The Indiana Court of Appeals recently handed down a decision concerning an appeal filed by Edward Blackburn on his murder conviction.
Blackburn was convicted of murder following a jury trial in Starke Circuit Court in August of 2018. He shot Cord Colgrove in the face in rural North Judson in March of 2017. He was sentenced to 65 years in prison.
Blackburn based his appeal on whether the trial court erred in denying his motion to continue the jury trial based on the absence of a witness and whether the trial court abused its discretion in refusing to instruct the jury on the alleged lesser included offense of involuntary manslaughter.

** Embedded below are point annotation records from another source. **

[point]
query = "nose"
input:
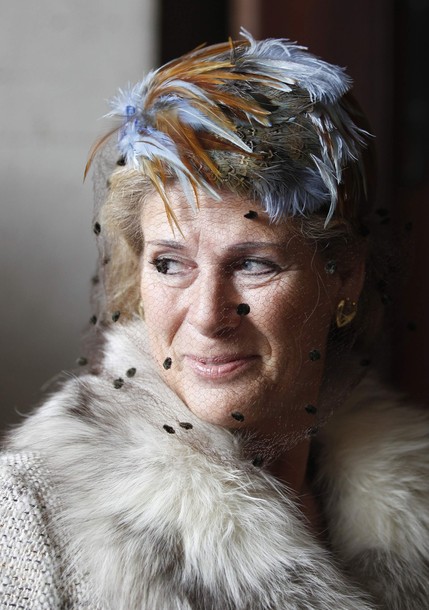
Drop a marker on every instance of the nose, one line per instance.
(212, 305)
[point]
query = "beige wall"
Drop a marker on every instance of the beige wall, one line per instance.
(60, 60)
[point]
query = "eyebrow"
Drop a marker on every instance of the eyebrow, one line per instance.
(246, 245)
(167, 243)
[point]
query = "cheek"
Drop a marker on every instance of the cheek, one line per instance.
(159, 314)
(297, 316)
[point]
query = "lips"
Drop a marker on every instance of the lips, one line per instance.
(218, 367)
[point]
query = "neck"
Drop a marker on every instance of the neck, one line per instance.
(291, 469)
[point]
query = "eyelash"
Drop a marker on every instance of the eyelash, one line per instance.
(161, 265)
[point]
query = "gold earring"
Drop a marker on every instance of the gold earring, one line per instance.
(140, 309)
(346, 312)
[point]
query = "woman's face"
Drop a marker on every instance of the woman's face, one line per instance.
(196, 288)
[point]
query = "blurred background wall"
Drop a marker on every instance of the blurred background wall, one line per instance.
(61, 60)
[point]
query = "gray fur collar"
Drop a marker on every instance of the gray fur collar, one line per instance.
(164, 520)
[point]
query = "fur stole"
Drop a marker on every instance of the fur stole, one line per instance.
(163, 511)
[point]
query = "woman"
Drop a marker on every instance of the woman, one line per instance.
(194, 464)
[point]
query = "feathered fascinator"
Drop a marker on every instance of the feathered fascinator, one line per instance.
(265, 119)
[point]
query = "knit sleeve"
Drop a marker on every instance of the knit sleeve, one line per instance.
(29, 565)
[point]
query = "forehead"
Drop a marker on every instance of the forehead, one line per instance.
(227, 218)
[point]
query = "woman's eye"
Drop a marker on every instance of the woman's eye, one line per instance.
(254, 266)
(168, 266)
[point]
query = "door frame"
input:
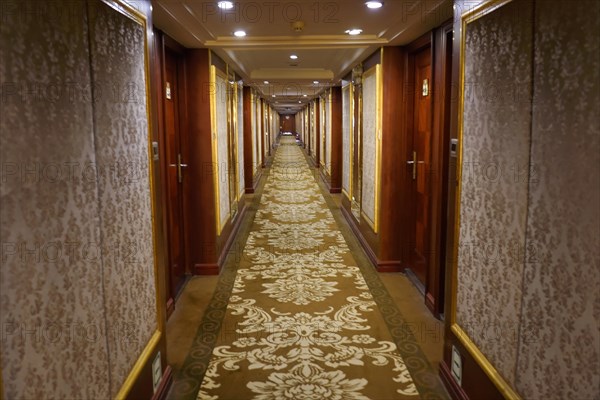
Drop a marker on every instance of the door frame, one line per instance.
(441, 65)
(167, 43)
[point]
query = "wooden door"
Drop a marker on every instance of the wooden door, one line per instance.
(420, 164)
(175, 172)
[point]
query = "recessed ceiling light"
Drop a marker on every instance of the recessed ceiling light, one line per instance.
(225, 5)
(374, 4)
(354, 31)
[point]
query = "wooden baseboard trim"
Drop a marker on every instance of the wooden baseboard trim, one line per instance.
(380, 265)
(455, 391)
(232, 235)
(165, 384)
(170, 306)
(206, 269)
(389, 266)
(359, 236)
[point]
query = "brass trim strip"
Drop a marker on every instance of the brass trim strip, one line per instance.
(507, 391)
(139, 365)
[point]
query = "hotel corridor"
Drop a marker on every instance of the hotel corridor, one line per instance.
(299, 199)
(304, 321)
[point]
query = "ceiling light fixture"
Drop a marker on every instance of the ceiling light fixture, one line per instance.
(374, 4)
(354, 31)
(225, 5)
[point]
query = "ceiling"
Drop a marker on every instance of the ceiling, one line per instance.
(325, 52)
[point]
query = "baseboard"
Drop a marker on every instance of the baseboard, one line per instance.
(451, 385)
(380, 265)
(165, 384)
(170, 306)
(415, 281)
(206, 269)
(232, 234)
(389, 266)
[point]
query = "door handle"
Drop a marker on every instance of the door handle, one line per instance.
(413, 162)
(180, 167)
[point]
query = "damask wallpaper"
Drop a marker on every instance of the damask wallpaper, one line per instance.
(254, 135)
(121, 142)
(369, 145)
(559, 347)
(78, 297)
(50, 297)
(222, 148)
(528, 267)
(493, 195)
(346, 132)
(240, 140)
(327, 123)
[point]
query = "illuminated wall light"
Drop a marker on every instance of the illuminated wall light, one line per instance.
(354, 31)
(374, 4)
(225, 5)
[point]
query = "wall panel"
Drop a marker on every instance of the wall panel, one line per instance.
(221, 149)
(121, 140)
(529, 193)
(78, 295)
(45, 212)
(559, 353)
(370, 144)
(347, 146)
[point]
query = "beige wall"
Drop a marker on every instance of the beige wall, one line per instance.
(77, 277)
(528, 267)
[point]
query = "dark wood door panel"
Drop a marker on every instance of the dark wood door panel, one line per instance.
(175, 228)
(422, 163)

In the decision filed by the Appeals Court last week, they found that Blackburn did not make progress in locating an alibi witness within a 10-month span and admitted that he didn’t have resources to find her. He could only guess where she was. They determined that there was not an abuse of discretion of the trial court to deny a continuance of the trial because of the absence of the witness.
Furthermore, the Appeals Court decided that the trial court acted properly in refusing to instruct the jury on the offenses of involuntary manslaughter as they say Blackburn had an intention to kill Colgrove. In the Appeals Court’s review of the trial transcript, Blackburn had mentioned to one of his friends prior to the murder that he “had something” for Colgrove when he suspected Colgrove of vandalizing his truck. At that time, Blackburn lifted his shirt, revealed the butt of a pistol and smacked it.
Blackburn disputed that he only intended to point his firearm at Colgrove on the day of the murder and the act was involuntary manslaughter. The Appeals Court found that there is no evidence to corroborate Blackburn’s testimony that he intended the shot as a warning, or give Colgrove time to register that Blackburn had a gun before firing it. Blackburn also admitted to intentionally pulling the trigger.
The Appeals Court affirmed the judgments made by the trial court.